I missed this part. Too bad! Maybe I should turn Largo onto Penrose's stuff, to give him something to really blow his mind.

Largo, check this out:

https://en.wikipedia.org/wiki/Roger_Penrose#Physics_and_consciousness

Be aware: it's controversial and far from consensual.

It makes Hilbert spaces look like a piece of cake. After all, on the categorical level Hilbert spaces are completely determined by the cardinality of a maximal orthonormal set, although in practice, producing an interesting and useful maximal orthonormal set and studying other relationships it may have to general elements in the space (e.g think Fourier series, the Fourier transform and the pointwise convergence problem) can be an important problem for applications.

It interesting to me that scientists are so dependent on this stuff that mathematicians just dreamed up in their heads!
healyje

Trad climber
Portland, Oregon
Jun 19, 2017 - 08:30pm PT
We perused Penrose back in 2011:

http://www.supertopo.com/climbing/thread.php?topic_id=1593650&msg=1606037#msg1606037
Ed Hartouni

Trad climber
Livermore, CA
Jun 19, 2017 - 08:47pm PT
And Ed, my point is per your comment is that, as many fine thinkers in AI have stated, we need an entirely different philosophical approach to use when seeking to know about consciousness. The determined, causal mechanistic model works splendidly for external objects and phenomenon, but goes nowhere in telling us why we are aware unless we start crow-hopping the question and conflating awareness with machine registration, which we all know, intuitively, is snake oil. I understand that the mere idea of looking beyond the determined mechanistic model is a kick in the balls to scientism, and a fundamentalist belief in same, and to many in that school it leaves them only with "magic." It is possible for you to imagine an alternative to our mechanisms and magic as well? That seems to be the challenge.

I believe there are many fine thinkers in AI that continue to work on consciousness.

Your intuition is different from mine, and I trust neither.

There are good reasons to associate mind with the brain and make the assumption of a physical origin for mind, consciousness and all that. I don't see how more "thinking" is going to add any more to all the thinking that has gone on. If you read the Gödel footnote it provides an outline for making progress, to wit:

13) For example, it is conceivable... that brain physiology would advance so far that it would be known with empirical certainty
1. that the brain suffices for the explanation of all mental phenomenon and is a machine in the sense of Turing;
2. that such and such is the precise anatomical structure and physiological functioning of the part of the brain which performs mathematical thinking.

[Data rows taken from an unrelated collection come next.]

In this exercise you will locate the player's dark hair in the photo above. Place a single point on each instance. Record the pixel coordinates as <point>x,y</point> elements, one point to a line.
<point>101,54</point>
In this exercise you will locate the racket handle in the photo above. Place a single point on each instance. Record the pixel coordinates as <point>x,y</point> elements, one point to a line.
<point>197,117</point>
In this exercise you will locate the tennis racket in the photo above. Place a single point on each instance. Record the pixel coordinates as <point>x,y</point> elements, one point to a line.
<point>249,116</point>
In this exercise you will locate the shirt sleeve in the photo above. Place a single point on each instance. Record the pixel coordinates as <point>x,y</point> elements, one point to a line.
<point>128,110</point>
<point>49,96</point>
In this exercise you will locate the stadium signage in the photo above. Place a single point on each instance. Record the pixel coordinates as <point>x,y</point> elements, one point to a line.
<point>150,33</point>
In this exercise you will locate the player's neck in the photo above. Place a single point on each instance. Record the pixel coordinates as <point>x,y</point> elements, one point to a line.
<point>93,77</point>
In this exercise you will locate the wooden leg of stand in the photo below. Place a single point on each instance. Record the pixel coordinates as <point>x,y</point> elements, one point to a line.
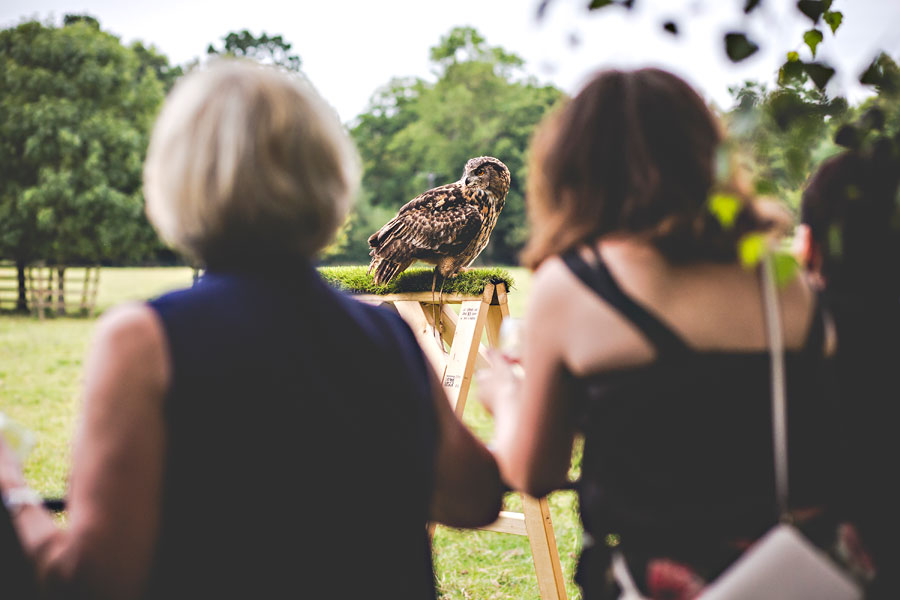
<point>418,320</point>
<point>464,349</point>
<point>543,548</point>
<point>449,318</point>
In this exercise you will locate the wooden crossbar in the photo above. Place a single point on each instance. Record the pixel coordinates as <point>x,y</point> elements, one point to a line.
<point>463,333</point>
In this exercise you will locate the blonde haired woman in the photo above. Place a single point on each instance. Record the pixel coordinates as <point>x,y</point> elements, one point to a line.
<point>258,435</point>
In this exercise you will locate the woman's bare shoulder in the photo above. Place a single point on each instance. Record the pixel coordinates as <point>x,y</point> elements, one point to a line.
<point>132,335</point>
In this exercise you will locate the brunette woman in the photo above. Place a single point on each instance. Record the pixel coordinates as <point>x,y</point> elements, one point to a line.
<point>646,336</point>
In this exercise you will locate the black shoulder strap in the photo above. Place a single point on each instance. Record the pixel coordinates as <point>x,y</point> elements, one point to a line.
<point>815,339</point>
<point>599,279</point>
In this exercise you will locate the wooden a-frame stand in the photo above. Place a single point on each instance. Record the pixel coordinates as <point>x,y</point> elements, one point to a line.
<point>463,333</point>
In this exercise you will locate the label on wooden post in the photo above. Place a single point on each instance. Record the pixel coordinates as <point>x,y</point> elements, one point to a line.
<point>463,352</point>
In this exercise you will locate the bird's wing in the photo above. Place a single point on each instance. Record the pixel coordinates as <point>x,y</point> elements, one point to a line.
<point>440,220</point>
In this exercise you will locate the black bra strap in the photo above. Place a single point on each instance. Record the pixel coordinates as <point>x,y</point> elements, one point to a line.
<point>815,339</point>
<point>599,279</point>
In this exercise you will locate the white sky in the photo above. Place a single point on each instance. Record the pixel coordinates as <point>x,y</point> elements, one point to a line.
<point>349,48</point>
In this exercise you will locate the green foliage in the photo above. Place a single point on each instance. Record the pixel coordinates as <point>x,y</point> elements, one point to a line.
<point>738,46</point>
<point>726,208</point>
<point>469,283</point>
<point>782,134</point>
<point>273,50</point>
<point>417,135</point>
<point>75,110</point>
<point>813,38</point>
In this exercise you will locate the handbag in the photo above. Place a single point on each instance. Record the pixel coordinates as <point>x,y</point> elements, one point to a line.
<point>783,564</point>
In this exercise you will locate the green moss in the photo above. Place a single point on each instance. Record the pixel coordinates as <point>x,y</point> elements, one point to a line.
<point>417,279</point>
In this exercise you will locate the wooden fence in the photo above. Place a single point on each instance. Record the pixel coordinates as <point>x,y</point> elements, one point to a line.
<point>45,292</point>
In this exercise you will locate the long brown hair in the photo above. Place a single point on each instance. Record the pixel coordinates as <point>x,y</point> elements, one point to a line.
<point>634,152</point>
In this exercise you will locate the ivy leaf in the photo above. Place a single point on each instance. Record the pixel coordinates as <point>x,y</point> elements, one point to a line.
<point>847,136</point>
<point>873,119</point>
<point>812,9</point>
<point>595,4</point>
<point>725,207</point>
<point>751,249</point>
<point>790,71</point>
<point>820,73</point>
<point>834,18</point>
<point>738,47</point>
<point>786,267</point>
<point>542,9</point>
<point>750,5</point>
<point>813,38</point>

interesting, if you look at this article Origins of the brain networks for advanced mathematics in expert mathematicians you find half the answer to 2.) above, "the precise anatomical structure... of the part of the brain which performs mathematical thinking"

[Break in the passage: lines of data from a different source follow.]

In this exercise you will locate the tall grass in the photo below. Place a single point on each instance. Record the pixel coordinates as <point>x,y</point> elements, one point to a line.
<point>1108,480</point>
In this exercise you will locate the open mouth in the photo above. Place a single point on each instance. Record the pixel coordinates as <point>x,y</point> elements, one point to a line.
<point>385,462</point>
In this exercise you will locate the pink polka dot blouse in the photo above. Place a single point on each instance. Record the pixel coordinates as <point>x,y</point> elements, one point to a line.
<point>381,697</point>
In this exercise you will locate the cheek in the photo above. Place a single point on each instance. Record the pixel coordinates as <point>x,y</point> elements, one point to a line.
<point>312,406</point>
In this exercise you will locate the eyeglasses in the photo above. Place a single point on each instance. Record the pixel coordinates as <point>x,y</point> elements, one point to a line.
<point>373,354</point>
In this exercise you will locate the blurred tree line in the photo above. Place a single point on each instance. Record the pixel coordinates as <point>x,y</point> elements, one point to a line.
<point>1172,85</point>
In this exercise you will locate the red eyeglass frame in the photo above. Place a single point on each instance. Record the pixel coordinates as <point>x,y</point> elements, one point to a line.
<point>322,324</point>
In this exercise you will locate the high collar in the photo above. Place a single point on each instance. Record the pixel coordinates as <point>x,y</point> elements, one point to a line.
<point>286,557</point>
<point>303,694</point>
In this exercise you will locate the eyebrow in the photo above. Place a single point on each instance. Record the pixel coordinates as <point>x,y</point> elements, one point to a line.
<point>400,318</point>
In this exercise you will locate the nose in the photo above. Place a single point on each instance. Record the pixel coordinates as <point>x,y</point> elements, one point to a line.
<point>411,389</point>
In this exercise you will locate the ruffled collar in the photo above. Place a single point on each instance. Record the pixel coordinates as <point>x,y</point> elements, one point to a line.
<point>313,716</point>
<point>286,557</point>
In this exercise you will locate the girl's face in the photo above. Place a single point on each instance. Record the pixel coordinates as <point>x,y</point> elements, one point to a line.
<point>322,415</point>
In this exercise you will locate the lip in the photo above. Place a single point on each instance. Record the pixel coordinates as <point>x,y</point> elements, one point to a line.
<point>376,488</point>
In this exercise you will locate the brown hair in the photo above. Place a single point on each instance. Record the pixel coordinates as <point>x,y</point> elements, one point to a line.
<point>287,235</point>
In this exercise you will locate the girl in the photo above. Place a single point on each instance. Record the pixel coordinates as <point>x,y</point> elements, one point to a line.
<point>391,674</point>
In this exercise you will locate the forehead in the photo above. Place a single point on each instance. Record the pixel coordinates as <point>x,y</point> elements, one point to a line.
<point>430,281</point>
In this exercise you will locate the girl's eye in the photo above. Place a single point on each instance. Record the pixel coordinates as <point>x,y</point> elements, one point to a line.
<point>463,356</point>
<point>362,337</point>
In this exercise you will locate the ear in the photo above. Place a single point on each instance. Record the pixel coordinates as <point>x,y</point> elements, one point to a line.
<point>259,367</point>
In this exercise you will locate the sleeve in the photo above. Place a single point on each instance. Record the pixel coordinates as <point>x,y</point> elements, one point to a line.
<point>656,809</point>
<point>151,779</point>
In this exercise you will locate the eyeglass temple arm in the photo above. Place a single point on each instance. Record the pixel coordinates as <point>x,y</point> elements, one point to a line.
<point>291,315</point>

I believe that you stumble trying to understand the phrase "the brain... is a machine in the sense of Turing."

Finally, the measurements are not conflating "content" with "understanding," rather "understanding" is correlated with the increased activity as evidenced by increased blood flow of fMRI as expected in the putative physical model of the brain as generator of thought. The machine needs energy to run, when it is run, it uses energy. This is a relatively simple test, but compelling

Of course, you can invoke something else to explain it, and you should.

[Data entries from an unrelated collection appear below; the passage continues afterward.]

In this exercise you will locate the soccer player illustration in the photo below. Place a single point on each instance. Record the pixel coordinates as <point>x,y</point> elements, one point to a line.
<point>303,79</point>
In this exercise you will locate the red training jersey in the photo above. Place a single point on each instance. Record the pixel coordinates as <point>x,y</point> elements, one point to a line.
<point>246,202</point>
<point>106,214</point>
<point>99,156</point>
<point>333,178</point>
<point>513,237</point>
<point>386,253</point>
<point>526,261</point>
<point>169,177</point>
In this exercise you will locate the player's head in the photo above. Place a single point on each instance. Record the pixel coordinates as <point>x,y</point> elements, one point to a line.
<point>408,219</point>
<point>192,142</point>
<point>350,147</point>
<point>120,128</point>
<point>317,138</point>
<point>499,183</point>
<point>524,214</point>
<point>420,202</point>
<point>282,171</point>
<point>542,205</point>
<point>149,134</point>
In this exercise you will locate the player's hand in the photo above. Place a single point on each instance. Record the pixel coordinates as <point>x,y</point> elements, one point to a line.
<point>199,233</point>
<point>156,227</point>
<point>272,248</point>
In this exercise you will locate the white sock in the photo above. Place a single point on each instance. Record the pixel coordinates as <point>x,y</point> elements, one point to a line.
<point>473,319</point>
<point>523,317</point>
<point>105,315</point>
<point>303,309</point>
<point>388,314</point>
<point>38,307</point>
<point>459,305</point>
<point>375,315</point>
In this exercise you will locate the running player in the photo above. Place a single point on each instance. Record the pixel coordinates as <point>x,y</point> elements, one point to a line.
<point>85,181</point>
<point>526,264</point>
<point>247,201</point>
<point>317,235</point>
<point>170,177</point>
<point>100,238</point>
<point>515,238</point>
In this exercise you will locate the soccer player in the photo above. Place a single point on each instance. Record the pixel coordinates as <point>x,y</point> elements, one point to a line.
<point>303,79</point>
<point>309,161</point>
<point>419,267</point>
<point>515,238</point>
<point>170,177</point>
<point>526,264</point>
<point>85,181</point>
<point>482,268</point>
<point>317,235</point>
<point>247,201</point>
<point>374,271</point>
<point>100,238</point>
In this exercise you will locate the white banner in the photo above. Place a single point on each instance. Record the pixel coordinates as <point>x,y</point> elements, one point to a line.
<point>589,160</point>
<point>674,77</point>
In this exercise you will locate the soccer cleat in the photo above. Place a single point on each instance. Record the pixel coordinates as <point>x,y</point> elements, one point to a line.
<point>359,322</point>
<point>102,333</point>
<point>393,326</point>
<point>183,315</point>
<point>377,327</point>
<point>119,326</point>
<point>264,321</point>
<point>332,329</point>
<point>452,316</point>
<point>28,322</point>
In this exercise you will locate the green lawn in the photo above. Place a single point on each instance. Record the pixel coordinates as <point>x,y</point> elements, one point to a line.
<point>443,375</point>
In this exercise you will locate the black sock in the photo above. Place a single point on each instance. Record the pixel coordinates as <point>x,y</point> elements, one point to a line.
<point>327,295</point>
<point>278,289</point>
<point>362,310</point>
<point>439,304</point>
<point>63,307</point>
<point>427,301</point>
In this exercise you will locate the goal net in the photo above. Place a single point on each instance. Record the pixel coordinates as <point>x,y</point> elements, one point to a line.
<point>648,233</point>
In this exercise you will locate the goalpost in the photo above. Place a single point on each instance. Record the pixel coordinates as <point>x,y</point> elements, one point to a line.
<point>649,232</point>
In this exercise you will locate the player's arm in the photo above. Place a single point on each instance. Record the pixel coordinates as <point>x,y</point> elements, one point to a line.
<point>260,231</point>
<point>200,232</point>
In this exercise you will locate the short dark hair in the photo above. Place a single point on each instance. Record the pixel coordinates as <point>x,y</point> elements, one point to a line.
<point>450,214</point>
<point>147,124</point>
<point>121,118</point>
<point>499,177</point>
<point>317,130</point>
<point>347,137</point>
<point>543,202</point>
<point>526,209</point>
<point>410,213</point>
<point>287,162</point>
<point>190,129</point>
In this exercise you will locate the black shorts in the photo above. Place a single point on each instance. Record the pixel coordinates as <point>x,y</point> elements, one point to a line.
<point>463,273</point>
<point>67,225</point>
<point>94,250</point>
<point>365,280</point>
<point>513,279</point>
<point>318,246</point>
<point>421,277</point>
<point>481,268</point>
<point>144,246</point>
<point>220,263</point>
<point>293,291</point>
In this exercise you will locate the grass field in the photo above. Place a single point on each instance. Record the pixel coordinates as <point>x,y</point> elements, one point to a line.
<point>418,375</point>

Please refrain from your usual dismissive tone of this particular model, and instead propose some other model, you can copy from your favorite author (or just put a link in).

What do you have that is not a refutation of this "mechanistic" model, but a competing "holistic" model?

I think you don't have anything (as you have said many times) but humorous put downs of serious scientific work. Surely after all this time you must have something.